04 setembro 2019

As Festas de Nossa Senhora da Conceição do Quipola, no dia 08 de Dezembro de cada ano







EVOCAÇÃO:
Moçâmedes (Namibe), séc. XX, anos 50
SENHORA DO QUIPOLA


Na Torre-do-Tombo (Moçâmedes) o dia mal se adivinhava e já D. Maria “Cambuta”, minha mãe que Deus tenha (como se usa dizer!), se afadigava nos preparativos para mais um 8 de Dezembro, dia de consagração da Imaculada Santa-de-Todos-Nós. Feitos de véspera, bolinhos de bacalhau e “jaquinzinhos” aguardavam a entrada na cesta do farnel; agora, era a hora de fritar os panados, as fatias de pão e o frango, cozer os ovos e a batata doce. Num canto da mesa, o indispensável palhinhas tinto de cinco (que os amigos haviam de aparecer!), e as garrafas de bulunga e de gasosa: desde a véspera haviam repousado na selha repleta de gelo; agora, era questão de conservar.
Farnel pronto, cesta composta, era a abalada, a butes, ate´ `a estação do C.F.M., ora andando, ora correndo, tentando acompanhar a passada de “mestre” Cambuta na pressa de apanhar um aglomerado ainda não muito grande de candidatos a uma viagem de “Camacouve” que nos transportasse ate´ ao recinto das festas. Este, o contributo do C.F.M. para as celebrações da Senhora do Quipola: comboios grátis num vaivém constante, vagaroso, carregando e descarregando avalanches de povo que se apinhava nas carruagens na ânsia de chegar a tempo de um bom lugar.
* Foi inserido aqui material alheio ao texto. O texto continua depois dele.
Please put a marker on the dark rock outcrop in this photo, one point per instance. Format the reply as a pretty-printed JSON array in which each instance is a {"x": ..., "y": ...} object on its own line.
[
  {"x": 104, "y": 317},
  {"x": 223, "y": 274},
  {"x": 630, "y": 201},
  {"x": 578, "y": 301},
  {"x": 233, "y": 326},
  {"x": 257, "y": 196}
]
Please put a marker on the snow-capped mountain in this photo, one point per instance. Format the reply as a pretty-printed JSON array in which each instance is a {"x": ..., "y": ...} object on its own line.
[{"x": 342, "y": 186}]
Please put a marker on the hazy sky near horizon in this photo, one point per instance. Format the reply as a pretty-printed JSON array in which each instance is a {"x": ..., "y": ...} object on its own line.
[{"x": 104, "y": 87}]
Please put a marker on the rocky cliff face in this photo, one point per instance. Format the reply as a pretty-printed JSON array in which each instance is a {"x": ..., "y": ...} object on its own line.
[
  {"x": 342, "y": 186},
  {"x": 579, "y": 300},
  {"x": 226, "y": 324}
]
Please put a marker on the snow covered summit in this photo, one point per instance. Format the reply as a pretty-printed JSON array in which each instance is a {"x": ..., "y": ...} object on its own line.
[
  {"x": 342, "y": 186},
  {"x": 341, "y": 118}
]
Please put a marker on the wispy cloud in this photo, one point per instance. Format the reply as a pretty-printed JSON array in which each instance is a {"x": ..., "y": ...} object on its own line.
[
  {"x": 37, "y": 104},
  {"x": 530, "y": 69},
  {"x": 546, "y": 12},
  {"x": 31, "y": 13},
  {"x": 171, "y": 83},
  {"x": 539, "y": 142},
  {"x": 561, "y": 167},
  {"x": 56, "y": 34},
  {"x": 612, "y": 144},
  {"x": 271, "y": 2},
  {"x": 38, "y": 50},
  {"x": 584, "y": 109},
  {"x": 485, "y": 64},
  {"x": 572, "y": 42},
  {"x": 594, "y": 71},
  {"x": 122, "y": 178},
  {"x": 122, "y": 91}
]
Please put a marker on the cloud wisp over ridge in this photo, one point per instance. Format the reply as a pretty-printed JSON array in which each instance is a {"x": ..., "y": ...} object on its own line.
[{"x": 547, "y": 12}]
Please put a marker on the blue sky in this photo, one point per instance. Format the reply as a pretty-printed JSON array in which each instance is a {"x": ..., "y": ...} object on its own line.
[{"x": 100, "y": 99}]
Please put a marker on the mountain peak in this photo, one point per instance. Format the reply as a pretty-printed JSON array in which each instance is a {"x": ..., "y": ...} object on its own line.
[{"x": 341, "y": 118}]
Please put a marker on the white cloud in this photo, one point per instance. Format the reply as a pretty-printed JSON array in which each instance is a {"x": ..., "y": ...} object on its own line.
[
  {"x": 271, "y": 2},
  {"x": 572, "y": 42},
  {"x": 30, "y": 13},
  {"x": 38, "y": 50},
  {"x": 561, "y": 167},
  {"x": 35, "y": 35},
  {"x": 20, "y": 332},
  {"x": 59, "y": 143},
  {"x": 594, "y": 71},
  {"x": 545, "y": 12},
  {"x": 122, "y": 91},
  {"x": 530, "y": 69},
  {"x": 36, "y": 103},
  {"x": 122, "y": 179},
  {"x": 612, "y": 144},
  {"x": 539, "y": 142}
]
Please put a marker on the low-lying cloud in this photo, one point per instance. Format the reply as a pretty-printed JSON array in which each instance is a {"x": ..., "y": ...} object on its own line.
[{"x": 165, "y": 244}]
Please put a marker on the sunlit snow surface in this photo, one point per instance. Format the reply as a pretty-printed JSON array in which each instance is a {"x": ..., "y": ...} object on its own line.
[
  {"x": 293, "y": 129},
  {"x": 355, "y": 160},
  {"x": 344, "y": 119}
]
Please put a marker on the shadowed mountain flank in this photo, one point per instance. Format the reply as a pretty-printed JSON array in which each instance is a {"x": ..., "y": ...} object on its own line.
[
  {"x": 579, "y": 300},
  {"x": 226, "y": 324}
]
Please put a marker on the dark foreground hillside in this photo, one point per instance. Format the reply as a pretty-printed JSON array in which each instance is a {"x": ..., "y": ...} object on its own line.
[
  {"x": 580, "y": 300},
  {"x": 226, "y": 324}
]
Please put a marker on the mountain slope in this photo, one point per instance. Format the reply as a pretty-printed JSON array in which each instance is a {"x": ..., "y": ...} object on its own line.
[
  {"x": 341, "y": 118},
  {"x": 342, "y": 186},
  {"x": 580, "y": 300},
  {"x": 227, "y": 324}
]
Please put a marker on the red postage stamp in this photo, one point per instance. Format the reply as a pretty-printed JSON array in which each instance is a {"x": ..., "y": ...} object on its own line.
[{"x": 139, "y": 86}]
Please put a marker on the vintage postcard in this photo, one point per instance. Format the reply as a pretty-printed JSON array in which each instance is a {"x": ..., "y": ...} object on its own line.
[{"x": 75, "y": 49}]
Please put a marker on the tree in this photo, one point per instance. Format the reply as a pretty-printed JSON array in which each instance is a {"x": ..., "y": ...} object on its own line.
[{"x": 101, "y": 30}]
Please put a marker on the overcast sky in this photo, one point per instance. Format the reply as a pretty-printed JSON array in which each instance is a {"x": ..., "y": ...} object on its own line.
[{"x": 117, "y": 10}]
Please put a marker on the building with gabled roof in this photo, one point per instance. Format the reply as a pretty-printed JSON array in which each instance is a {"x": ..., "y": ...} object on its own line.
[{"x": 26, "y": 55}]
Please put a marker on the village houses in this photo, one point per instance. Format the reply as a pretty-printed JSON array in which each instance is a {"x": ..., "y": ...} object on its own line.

Mal chegados, procurávamos onde estender mantas e esteiras, `a sombra de uma qualquer arvore que atenuasse o sol abrasador de Dezembro, mesmo que afastada do recinto onde o ar festivo era evidente : mastros decorados, bandeiras e fitas, altifalantes pendendo de arvores e mastros. Afastadas do recinto fronteiro da capela, livre para permitir a passagem da Procissão, pequenas barracas aprestavam-se para o arraial. Eram tômbolas e rifas, barracas de cavalinhos e comes-e-bebes, de venda de um pouco de tudo, e entre o chiar das rodas dos carros-de-bois vindos das Hortas carregados de trabalhadores, e o bater cadenciado dos cascos dos cavalos puxando as “charretes” dos abastados senhores da terra, desde cedo o agradável cheiro do churrasco enchia os ares.
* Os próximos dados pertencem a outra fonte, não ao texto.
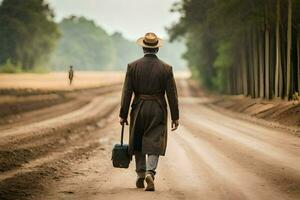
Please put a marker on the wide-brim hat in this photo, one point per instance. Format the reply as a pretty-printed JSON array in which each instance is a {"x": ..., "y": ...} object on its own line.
[{"x": 150, "y": 40}]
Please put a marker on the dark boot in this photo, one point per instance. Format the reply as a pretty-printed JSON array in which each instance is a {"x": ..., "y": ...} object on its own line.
[
  {"x": 150, "y": 182},
  {"x": 140, "y": 183}
]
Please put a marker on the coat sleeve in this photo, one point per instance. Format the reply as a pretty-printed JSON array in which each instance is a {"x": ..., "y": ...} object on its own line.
[
  {"x": 172, "y": 96},
  {"x": 126, "y": 95}
]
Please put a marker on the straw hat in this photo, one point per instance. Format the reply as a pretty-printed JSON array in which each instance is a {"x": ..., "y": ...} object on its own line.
[{"x": 150, "y": 40}]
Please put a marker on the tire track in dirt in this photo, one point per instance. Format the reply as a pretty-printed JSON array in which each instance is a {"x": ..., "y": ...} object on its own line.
[{"x": 34, "y": 177}]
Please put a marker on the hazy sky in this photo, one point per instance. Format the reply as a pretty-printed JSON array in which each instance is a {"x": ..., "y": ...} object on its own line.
[{"x": 131, "y": 17}]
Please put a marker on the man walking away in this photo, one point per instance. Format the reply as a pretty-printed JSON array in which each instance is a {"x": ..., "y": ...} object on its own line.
[
  {"x": 71, "y": 74},
  {"x": 149, "y": 79}
]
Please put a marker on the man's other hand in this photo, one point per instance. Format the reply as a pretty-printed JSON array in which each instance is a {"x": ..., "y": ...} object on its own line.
[
  {"x": 123, "y": 121},
  {"x": 174, "y": 125}
]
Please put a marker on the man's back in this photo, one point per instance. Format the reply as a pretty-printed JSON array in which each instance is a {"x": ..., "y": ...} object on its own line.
[{"x": 149, "y": 75}]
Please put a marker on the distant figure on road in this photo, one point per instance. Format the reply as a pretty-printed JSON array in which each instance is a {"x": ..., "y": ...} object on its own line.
[
  {"x": 149, "y": 79},
  {"x": 71, "y": 74}
]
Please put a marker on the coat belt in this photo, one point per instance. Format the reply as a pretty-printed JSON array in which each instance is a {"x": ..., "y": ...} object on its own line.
[{"x": 147, "y": 97}]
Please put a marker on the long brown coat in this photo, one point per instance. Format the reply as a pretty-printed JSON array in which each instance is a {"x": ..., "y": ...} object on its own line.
[{"x": 148, "y": 118}]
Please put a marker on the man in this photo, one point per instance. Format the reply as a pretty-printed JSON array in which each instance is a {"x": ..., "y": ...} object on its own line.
[
  {"x": 71, "y": 74},
  {"x": 149, "y": 79}
]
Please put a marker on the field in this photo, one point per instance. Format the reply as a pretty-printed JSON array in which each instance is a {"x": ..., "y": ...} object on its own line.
[{"x": 59, "y": 80}]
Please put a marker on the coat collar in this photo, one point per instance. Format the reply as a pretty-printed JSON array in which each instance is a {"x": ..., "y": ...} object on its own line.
[{"x": 150, "y": 56}]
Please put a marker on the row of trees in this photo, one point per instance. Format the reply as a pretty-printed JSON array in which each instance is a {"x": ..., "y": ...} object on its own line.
[
  {"x": 27, "y": 33},
  {"x": 30, "y": 40},
  {"x": 249, "y": 47}
]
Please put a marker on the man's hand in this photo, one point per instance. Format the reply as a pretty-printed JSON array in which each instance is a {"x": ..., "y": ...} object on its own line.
[
  {"x": 123, "y": 121},
  {"x": 174, "y": 125}
]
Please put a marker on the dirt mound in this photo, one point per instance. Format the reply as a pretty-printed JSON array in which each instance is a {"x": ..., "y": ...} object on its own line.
[{"x": 283, "y": 112}]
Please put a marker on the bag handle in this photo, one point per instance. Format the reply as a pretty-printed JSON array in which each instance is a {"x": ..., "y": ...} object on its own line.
[{"x": 122, "y": 134}]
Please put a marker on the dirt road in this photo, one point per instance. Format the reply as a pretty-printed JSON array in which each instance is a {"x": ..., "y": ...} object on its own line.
[{"x": 211, "y": 156}]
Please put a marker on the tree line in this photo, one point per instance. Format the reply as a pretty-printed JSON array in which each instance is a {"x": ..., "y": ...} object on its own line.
[
  {"x": 249, "y": 47},
  {"x": 30, "y": 40}
]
Depois da Missa Campal e da Procissão, a cargo do conceituado e barbudo Padre Galhano, era a corrida aos farnéis aconchegantes dos estômagos e criadores de forças para a tarde que despontava. Primeiro, era a diversão, com jogos e concursos diversos: corridas de cavalinhos, corridas de sacos, lançamento de argolas, entre outros, e o inevitável “Pau Ensebado”, espécie de “ex-libris” de quanto era festa ou arraial, e que tinha por premio a garrafa colocada no alto. E enquanto a petizada, correndo, ia jogando o que lhes era permitido e assistindo a tudo (mas tudo, não e´, Ricardo? ) os adultos dividiam-se entre os jogos e os palhinhas acompanhados pelos bolinhos de bacalhau, “paracucas” e crocantes “macocas” picantes e salgadas.
Finalmente, a meio da tarde, o som de acordeões ou gramofones invadiam o recinto marcando o segundo ponto alto dos festejos: o baile. E enquanto uns se deixavam contagiar pelo pé-de-dança, a maioria do povo, arrumada a trouxa, procurava um lugar no “Camacouve” que a levasse de regresso.